You can imagine the amount of planning and work that went into establishing first a mission, and then a parish, in a growing area with a somewhat transitory population. The mission had a Saturday Vigil Liturgy, Religious Education for school children, lay liturgical ministers and an active social life among its members.

During the first years of that mission I was contacted by an Episcopalian priest who was trying to establish a new church in the same neighborhood where my parish’s mission was located. He asked what I did to make the Catholic mission so successful; he was struggling to attract parishioners. Jokingly, I responded that Catholics have a high degree of “brand loyalty”; a Catholic parish in any growing neighborhood was bound to be successful because of the strong identification that Catholics have with their faith tradition.
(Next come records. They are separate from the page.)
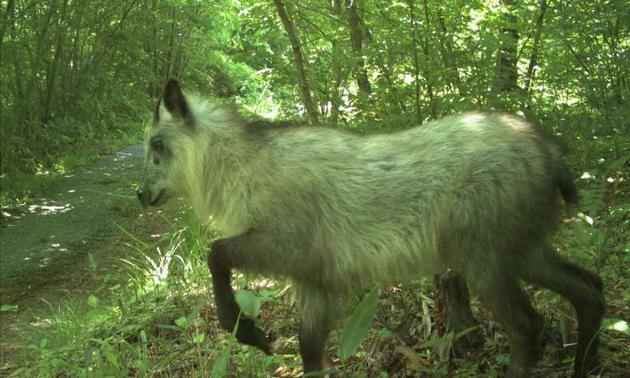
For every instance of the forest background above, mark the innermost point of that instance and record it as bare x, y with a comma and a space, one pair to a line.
79, 79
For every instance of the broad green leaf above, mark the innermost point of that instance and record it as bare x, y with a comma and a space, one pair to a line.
182, 322
618, 325
249, 303
8, 308
93, 301
219, 368
359, 324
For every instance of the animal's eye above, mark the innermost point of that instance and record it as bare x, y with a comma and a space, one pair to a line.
157, 145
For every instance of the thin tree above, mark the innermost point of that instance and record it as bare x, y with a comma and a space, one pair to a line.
506, 74
289, 27
356, 40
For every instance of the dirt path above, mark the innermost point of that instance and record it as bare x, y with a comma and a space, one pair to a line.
44, 252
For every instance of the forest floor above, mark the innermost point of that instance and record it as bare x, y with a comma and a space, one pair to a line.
56, 249
46, 245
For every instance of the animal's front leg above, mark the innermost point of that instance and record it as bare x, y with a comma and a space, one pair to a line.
227, 254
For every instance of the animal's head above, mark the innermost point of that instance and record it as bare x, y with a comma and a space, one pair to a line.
171, 129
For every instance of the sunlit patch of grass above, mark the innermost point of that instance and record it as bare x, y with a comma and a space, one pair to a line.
153, 317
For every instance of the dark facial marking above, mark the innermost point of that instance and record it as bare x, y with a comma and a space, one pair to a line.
156, 115
175, 101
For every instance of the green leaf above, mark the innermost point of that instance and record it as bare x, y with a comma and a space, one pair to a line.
93, 301
249, 303
359, 324
198, 338
110, 354
182, 322
219, 369
8, 308
618, 325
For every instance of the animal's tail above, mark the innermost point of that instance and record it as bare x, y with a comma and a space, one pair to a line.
567, 186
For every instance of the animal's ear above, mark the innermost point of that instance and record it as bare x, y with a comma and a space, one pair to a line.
175, 103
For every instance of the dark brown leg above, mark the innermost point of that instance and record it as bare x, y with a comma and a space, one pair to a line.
226, 254
584, 290
454, 298
317, 311
500, 292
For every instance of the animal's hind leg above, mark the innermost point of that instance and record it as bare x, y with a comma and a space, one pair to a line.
500, 292
227, 254
453, 293
582, 288
317, 312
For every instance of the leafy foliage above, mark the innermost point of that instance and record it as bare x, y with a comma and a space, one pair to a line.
80, 77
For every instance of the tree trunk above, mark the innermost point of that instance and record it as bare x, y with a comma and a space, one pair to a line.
311, 110
416, 60
533, 60
506, 73
356, 40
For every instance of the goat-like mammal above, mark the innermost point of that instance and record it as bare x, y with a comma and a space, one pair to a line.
335, 211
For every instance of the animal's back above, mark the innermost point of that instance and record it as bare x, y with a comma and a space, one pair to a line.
418, 200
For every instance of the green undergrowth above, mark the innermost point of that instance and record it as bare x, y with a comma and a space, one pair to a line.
152, 314
20, 186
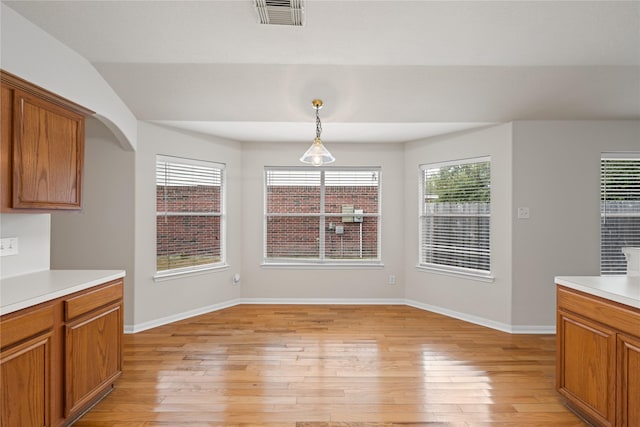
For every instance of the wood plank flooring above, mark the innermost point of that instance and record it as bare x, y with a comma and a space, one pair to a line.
332, 366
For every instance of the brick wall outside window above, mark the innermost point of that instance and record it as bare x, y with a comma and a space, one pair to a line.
292, 236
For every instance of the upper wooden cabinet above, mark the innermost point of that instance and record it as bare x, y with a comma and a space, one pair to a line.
42, 148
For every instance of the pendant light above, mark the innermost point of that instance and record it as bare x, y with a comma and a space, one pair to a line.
317, 154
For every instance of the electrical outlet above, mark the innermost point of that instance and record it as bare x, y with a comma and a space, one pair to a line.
523, 213
9, 246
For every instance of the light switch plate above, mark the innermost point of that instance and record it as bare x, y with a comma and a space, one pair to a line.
9, 246
523, 213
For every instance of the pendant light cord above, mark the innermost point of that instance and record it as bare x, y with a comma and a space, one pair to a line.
318, 124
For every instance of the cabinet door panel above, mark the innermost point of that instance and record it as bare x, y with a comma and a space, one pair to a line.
94, 356
587, 363
47, 154
628, 381
25, 379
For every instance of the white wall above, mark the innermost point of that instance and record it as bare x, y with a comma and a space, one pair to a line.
161, 301
556, 173
30, 53
101, 235
32, 231
336, 284
487, 303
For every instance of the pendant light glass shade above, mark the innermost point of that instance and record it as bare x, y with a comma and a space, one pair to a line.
317, 154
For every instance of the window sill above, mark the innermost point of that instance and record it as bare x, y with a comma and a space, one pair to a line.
161, 277
322, 266
480, 277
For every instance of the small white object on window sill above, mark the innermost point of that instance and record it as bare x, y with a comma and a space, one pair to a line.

Interestingly, none of the people who had been very vocal about wanting their own Catholic parish were involved in building that new community; when there was work to be done, they were not to be found. The work of building up that mission was done by people who lived in the neighborhood and had been previously involved in the parish where I was pastor. It was a small cohort of active parishioners who shifted their involvement from their home parish to the new mission.

I had fun joking with the Episcopalian priest, but I felt real sympathy for him as well. He didn’t have the benefit of being supported by an established parish; he had to create a new community from nothing. It wasn’t the Catholic “brand loyalty” of those living in that growing neighborhood that made the mission a success; it was the personal faith of a few committed and active believers. This is the point that Jesus tried to make to his disciples in today’s Gospel reading.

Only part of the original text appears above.